All so they can get a cut of that sweet, sweet moola, in much the same way they do when they tell you cash (the legal tender of the USA) is forbidden and GoFan (with its fees and frequent web site screw ups) is golden.

Now, I question how the cucumber sandwich-eatin’ dilettantes at the WIAA can enforce a ban on people using Facebook Live to stream games.

In this day and age, everyone, whether they want one or not, has a phone.

So, if everyone in the stands raises their devices at the same time, how do they know if you’re taking a photo, talking to Grandma, playing Fruit Ninja, trying to find what year Hoosiers hit movie screens, or live streaming the game?

Answer, 1986, and they don’t.

Remember, the WIAA is the same organization which got caught TWICE this season ranking non-existent teams #1 in their RPI rankings.

Once is an accident. Twice, someone needs to go back to school.

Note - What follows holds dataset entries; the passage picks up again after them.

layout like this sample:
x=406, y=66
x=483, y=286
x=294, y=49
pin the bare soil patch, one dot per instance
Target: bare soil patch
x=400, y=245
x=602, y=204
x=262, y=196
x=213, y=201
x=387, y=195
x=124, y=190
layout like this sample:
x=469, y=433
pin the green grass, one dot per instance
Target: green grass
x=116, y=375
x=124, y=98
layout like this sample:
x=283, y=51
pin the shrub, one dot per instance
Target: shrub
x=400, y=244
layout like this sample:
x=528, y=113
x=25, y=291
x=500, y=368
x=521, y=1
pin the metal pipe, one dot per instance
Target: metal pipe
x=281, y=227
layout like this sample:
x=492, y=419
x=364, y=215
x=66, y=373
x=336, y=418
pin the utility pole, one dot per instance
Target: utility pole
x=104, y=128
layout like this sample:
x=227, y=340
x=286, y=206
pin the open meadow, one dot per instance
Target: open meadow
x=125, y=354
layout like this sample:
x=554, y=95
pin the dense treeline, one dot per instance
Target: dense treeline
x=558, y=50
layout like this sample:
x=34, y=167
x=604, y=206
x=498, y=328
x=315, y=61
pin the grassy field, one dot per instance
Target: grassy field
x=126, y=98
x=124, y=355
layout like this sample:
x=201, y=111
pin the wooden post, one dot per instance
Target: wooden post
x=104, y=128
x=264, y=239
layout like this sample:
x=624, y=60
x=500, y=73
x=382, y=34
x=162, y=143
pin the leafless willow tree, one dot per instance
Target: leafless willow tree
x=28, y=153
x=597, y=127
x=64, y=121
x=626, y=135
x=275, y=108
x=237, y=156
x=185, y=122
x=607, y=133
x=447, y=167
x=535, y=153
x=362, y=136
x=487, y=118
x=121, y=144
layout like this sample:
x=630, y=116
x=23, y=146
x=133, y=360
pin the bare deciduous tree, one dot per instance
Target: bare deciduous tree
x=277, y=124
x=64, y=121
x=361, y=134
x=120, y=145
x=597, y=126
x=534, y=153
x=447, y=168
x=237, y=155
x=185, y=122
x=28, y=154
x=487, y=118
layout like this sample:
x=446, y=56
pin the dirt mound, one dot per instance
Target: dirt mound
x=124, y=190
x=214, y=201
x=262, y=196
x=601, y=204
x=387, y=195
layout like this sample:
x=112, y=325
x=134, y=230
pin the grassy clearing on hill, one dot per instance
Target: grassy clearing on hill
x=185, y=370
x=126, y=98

Those RPI rankings? The WIAA only pushes them because they have sponsors who pay to attach their names to the whole sham.

And then newspaper writers and bloggers (ahem…) use the weekly release of said numbers to get quick page hits on the internet by trumpeting the results.

Who’s rising? Who’s falling? Which team on this list doesn’t actually exist???

So, when it comes to streaming, the WIAA hopes well-meaning school officials will put subtle pressure on parents.

And that those parents, being polite like the people gagging down Pepsi against their will, will go along with the scam and turn off their feed.

That way WIAA head honchos can get back to plundering the cream cheese and veggie tasty tidbits paid for by your money.

But what if you don’t turn off the feed?

Imagine a world where you all rise up, sending countless live streams out onto the internet, all infinitely better than the mediocre pap “produced” by NFHS.

Say no to “Pepsi!”

If they won’t give you Coke, order Root-Beer or lemonade!

Free the stream! Bring the whole empire crashing down around their heads, even if it means they can’t have cucumber on their sandwiches.

Anarchy on the hardwood? God bless, America, where you’re still free to be as annoying as you like.